On ne saurait vivre, ou du moins penser, sans prénotions. Par exemple, l’idée que l’on existe dans un monde qui existe, et que nos questionnements ont un objet véritable. Nier cela, c’est considérer un néant absolu ; et ce néant nierait, de manière passive, par défaut d’être, tout : objets, pensées, perspective, dessin.

Et sur ce premier point, je trouve l’approche rousseauiste plus pertinente que celle de Descartes.  Je pense et je suis. Je suis car je sens que je suis. Et je sais que je pense, car ma pensée me permet de conceptualiser ma pensée et mon être pensant.

Mais d’autres vérités aussi, la connaissance des prénotions procède des sens, et si je défends cette idée simple mais forte c’est que je sais bien que les sens sont trompeurs et nous abusent parfois, en ce qu’ils nous conduisent à construire des représentations fausses. Et je conclurai sur un dernier point qui mériterait ici un plus long développement (que j’ai d’ailleurs fait ailleurs). On évoque traditionnellement nos cinq sens physiques ; d’une part odorat, ouïe et vue, qui sont les plus nobles, puis le goût et le toucher, le premier prolongeant l’odorat et le second la vue. Je pense que l’on doit rajouter, un sixième sens – mais peut-être aussi un septième et un huitième. Ce sixième est celui que je nomme intuition ; et qui peut prendre, suivant l’objet auquel il s’attache, plusieurs formes ; et je n’ai pas ici le temps d’évoquer l’intuition métaphysique. Je rends quand même hommage, avant de refermer cette rubrique, à Kant, que je cite peu, l’appréciant peu – peut-être est-il trop difficile pour moi ? Il professait dans ses cours de philosophie que « nous n’avons d’intuition que par les sens »[6].



[1]. Livre II

[2]. Aetius le doxographe est un écrivain grec du I ou IIe siècle de notre ère. Je trouve cette dernière citation, très stoïcienne, extraite de  Placita philosophorum, ouvrage que je ne connais pas, dans un livre d’Emile Bréhier sur l’ancien stoïcisme.

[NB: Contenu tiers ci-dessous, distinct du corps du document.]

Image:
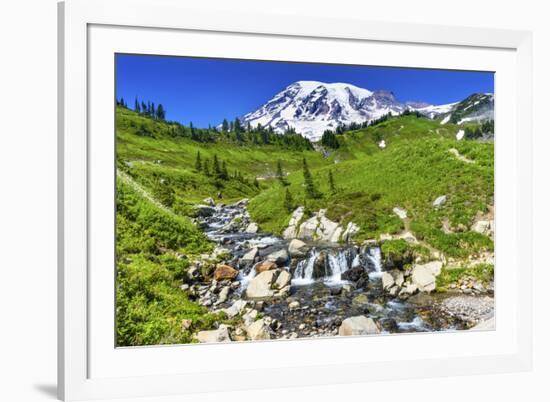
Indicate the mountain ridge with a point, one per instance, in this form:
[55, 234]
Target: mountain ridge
[312, 107]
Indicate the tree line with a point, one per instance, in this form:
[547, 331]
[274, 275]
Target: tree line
[311, 190]
[148, 108]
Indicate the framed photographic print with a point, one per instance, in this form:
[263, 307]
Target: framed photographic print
[323, 202]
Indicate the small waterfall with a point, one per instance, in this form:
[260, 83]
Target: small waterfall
[304, 270]
[375, 257]
[328, 265]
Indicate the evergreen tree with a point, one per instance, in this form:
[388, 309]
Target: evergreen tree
[216, 166]
[280, 175]
[198, 162]
[237, 126]
[288, 201]
[310, 189]
[205, 167]
[224, 173]
[225, 126]
[161, 113]
[329, 140]
[331, 182]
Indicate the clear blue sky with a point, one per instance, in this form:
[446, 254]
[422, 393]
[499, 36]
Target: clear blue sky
[205, 91]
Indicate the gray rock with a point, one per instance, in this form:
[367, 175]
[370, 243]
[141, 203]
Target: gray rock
[209, 201]
[252, 228]
[292, 230]
[439, 201]
[260, 286]
[218, 335]
[249, 257]
[387, 281]
[351, 230]
[205, 211]
[483, 227]
[236, 308]
[297, 248]
[259, 330]
[423, 276]
[283, 280]
[359, 325]
[222, 297]
[294, 305]
[400, 212]
[278, 257]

[3]. Il le dit en ces termes « J’existe et j’ai des sens par lesquels je suis affecté. Voilà la première vérité qui me frappe et à laquelle je suis forcé d’acquiescer ».

[4]. « J’aperçois Dieu partout dans ses œuvres ; je le sens en moi, je le vois tout autour de moi ; mais sitôt que je veux le contempler en lui-même, sitôt que je veux chercher où il est, ce qu’il est, quelle est sa substance, il m’échappe et mon esprit troublé n’aperçoit plus rien. »

[5]. « Je n’ai qu’à me consulter sur ce que je veux faire : tout ce que je sens être bien est bien, tout ce que sens être mal est mal : le meilleur de tous les casuistes est la conscience. »

 

[6]. Il enseigna pendant 41 années (82 semestres) à l’université d’Albertina de Königsberg. Il y fut professeur ordinaire de métaphysique et de logique.